Through Norris’ series of questions, Susan Trone reached her own revelations.

“Not being organized always hangs over your head as something that’s unfinished,” she said. “If I would get organized it would really free me to do other things I need to do.”

“You’ve just landed on the very reason we do business,” Norris responded. “It’s about freedom.”

Following the remodel, Susan Trone, who said prior to her husband’s death had never had to pay bills, let alone support a family, spoke of the remodel in terms of personal growth, carrying forward that previous revelation.

“It does cross one big thing off my list,” she said. “It’s sort of like there’s certain hurdles that I have to get through. I had to get a roof on the house, et cetera, and then you start on the stuff you dumped [in that room]. This remodel turned all those spaces into kind of a dumping ground. It’ll help me once I get over those hurdles, whether it’s cleaning out that paper work or setting up my own financial system.”

“I defined myself before in a partly different way than I do now, but it’s hard to work on that. It’s like clearing out the cobwebs in your brain … to me I can’t really even think about, should I be going back to school to get a master’s degree or should I be focusing on working” until I get this space cleared, she said.

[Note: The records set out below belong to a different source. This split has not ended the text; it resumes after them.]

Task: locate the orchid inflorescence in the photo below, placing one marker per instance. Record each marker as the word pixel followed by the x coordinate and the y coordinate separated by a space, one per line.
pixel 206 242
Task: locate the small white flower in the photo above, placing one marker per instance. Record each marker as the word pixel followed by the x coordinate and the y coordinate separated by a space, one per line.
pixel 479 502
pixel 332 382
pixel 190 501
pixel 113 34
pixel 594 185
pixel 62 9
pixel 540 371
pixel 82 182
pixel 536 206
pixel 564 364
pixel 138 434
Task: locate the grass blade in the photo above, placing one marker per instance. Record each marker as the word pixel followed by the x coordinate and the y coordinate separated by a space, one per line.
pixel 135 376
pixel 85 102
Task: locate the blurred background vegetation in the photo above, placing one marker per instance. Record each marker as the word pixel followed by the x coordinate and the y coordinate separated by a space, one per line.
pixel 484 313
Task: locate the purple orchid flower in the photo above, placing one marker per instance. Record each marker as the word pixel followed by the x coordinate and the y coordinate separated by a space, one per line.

Norris talked about the various kinds of disorganization. The most common, she said, is situational, in which “a life event imposes itself on you.” She said the Trones had seen four such events – a new job, a remodel, a death in the family and the birth of a new child, that of Susan Trone’s oldest daughter Mardi, in the last year.

“Situational disorganization I think is the most common and it can last years,” Norris said. “Some people moved eight years ago and never recovered. The first step is really just helping them realize all of the many factors that have contributed to their disorganization.”

“Most organizers are like chopping the top off the bushes – it looks good for a while, but it doesn’t last because you’re not pulling out the root,” she said. “That’s the only way we’re going to help people experience long-term change.”

And change, she said, really leads to personal freedom.

“I think the main thing is sort of this emotional freedom, and it’s different for every family – for some people it’s literally financial freedom … freedom to have guests over to their house because their dining room table was covered, freedom looks different for each family, but for this family it’s about emotional freedom.

By the time they finished touring the house and came upon the room to be redone, the family and Norris’ team had realized that they had no real meeting space; the living room was too formal, the dining room small and multi-purposed, although it was where they had watched movies together. Kristin Trone said she ended up doing her homework in the kitchen most of them time, until her mother made her clear out so she could fix dinner.

As they finally all stood amid the boxes, letterhead and manuals, Norris, Kristin Trone and her brother, Matt, were lobbying for a family space. A couch, television and mini fridge would make it ideal for the family to hang out in, a computer and printer for the children would draw them away from what would be dedicated as mom’s work space.

Finally the other two, Susan and Mardi Trone, gave in and the team set about clearing and then rebuilding the room.

Norris said the result was exactly what the family needed.

“Harmony, literally household harmony is returned, or maybe comes in for the first time after they’ve organized their space,” she said. “It’s just a space that light has been breathed back into.”